Liverpool Sound and Vision Rating 9/10
Everything comes full circle and in some cases it is with anger, the rage and resentment that what you first fought and rallied against in your younger days, somehow becomes the very political ideal that you have to fight and lyrically wrestle with once again; to see in your life time the hatred that others wear like lounge suits and serious ties return is to know that the battle against tyranny and vile fascism is an ongoing struggle but one that must always, with the keen eye of vigilance, be waged.
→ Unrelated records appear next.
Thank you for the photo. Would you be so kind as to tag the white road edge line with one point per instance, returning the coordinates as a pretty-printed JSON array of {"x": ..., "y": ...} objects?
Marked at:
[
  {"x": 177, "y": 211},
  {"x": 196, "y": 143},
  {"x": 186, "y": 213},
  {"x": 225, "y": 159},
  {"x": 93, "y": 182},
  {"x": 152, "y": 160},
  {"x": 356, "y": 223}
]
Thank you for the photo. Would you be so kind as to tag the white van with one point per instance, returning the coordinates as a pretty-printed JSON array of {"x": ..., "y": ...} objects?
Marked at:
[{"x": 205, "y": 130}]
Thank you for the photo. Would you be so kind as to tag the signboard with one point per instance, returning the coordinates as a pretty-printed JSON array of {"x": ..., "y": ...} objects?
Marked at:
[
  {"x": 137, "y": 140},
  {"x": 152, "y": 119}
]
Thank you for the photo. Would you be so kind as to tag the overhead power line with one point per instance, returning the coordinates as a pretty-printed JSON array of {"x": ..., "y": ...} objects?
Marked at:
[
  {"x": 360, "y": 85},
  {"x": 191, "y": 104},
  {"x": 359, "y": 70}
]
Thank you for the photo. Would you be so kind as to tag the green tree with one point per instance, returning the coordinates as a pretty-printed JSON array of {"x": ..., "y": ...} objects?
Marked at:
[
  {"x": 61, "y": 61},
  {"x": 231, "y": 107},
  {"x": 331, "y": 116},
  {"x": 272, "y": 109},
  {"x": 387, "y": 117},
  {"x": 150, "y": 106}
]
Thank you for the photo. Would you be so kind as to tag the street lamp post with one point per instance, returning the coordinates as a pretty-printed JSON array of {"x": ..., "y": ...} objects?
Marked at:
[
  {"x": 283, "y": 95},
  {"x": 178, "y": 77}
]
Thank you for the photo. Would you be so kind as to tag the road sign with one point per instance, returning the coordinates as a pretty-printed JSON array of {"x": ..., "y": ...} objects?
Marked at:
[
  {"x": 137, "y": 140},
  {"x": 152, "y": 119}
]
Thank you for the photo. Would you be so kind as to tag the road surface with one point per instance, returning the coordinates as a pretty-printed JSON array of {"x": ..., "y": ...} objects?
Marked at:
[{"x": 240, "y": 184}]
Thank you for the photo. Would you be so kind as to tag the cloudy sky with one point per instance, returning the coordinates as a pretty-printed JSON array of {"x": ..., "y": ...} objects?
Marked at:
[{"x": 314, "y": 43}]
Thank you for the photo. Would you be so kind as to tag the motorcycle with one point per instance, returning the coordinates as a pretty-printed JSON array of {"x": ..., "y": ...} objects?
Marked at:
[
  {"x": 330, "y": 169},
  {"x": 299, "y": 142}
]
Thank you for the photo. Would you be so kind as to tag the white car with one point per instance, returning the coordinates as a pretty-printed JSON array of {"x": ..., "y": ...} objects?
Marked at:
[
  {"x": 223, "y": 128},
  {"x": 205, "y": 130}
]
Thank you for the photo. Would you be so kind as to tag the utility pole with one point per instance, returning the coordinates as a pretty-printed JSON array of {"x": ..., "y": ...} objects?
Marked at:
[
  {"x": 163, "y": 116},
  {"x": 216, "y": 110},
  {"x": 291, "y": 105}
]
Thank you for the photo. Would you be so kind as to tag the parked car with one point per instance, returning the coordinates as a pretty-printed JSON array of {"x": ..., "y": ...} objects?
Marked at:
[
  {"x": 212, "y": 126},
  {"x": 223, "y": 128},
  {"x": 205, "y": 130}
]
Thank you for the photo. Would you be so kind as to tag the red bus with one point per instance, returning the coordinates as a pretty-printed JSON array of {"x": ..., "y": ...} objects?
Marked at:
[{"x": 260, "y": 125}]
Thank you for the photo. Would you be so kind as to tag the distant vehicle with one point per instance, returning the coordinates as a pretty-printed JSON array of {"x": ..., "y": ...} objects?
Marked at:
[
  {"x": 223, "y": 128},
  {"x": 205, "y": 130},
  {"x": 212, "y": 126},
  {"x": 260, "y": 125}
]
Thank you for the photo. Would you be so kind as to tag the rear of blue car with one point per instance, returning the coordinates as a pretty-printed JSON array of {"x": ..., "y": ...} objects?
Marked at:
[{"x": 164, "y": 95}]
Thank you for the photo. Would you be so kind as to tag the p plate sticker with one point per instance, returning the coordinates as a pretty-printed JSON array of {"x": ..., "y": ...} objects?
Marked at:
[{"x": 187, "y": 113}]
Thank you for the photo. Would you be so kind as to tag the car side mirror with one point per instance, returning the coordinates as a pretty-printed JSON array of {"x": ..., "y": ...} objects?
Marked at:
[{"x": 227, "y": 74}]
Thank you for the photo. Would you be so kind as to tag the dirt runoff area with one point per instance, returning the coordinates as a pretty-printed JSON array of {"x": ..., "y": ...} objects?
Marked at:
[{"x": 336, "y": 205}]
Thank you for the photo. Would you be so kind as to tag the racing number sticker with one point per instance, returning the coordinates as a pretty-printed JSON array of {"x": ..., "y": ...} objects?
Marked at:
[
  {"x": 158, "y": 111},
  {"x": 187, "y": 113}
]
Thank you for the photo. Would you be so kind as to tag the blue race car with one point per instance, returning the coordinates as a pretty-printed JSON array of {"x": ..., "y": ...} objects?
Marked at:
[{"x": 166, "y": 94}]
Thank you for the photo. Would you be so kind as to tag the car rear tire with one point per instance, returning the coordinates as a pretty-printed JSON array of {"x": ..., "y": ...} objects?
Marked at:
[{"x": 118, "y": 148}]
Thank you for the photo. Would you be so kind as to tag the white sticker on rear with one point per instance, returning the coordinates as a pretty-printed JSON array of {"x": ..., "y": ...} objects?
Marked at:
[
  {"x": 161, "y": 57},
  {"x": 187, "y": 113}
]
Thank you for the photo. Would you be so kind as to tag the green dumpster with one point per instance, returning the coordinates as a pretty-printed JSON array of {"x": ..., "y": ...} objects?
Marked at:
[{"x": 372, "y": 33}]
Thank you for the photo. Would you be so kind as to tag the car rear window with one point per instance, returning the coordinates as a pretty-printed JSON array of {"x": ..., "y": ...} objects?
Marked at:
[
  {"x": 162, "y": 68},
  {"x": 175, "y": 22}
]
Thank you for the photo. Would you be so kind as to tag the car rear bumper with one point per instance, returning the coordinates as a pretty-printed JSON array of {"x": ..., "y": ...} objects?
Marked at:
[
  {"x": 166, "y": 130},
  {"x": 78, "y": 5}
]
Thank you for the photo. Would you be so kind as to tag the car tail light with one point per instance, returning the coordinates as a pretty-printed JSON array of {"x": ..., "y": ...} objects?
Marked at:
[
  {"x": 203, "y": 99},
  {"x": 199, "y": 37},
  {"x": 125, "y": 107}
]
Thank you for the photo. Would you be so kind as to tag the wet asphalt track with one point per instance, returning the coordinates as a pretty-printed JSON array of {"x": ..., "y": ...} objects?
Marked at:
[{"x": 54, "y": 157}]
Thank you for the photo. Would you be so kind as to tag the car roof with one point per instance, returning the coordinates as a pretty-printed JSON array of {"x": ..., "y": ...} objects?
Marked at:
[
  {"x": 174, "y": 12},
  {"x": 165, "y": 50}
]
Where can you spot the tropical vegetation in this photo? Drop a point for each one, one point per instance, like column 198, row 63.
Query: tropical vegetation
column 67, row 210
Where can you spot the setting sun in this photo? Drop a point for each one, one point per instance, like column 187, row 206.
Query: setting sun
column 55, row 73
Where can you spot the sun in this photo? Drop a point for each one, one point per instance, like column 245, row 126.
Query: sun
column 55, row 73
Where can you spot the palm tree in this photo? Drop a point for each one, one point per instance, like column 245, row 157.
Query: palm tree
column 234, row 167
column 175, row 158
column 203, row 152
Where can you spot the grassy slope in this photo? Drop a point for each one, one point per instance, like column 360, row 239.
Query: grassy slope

There are not many, due to circumstances, time or ability, who see the fight and are able to consistently hold it up to the light, to see all that a generation took on and kept at bay and take careful pot shots of barbed lyrical love at the ridiculousness of some people’s thinking; songs filled with dominant affection for those injured by the whims of society’s ever changeable face in the way they are raised by Government, media and sometimes the irresistible weakness offered. To Billy Bragg music is not just a way of life, it is the weapon of choice to take on the wrongs coveted by some in the world as they approach this mutual journey with greed and misguided deeds in their hearts.
To welcome back Billy Bragg to the Liverpool is to have a musical poet on the stage, the pen dipped in anger but with the soft voice of music in his heart, rampant, genuine, unafraid to say what needs to be voiced, the dig in the ribs and the hard stare in which you cannot help but take to your hearts as he performs songs from a much loved career.
To take on the Philharmonic Hall armed virtually throughout with just a guitar could be considered folly, sometimes even reckless, however with the truth and power of his convictions beside him, the audience inside the venue took once again this man of social justice and social belief along with for the ride. The non-stop, entertaining stories, the appreciation of words to heroes such as Saffiyah Khan, it would be fair to suggest that this was more than a gig, it was again a call to arms to show compassion, thought and reason in a world that has shot itself in the foot repeatedly in the last few years.
With songs such as the opener Sexuality, a tremendous cover of Woody Gutherie’s She Came Along To Me, Accident Waiting To Happen, The Saturday Boy, the beautiful Saffiyah Smiles, King Tide and The Sunny Day Flood, the beguiling Greetings To The New Brunette, Never Buy The Sun, to which garnered a deep felt ovation each time the chorus was sang, and There Is Power In A Union all leaving their mark on the night, to have Billy Bragg in Liverpool once more was the sign of deep and heartfelt solidarity between performer and audience.
A great night with one of Britain’s finest musical thinkers, Billy Bragg always seems to be the right man for the moment.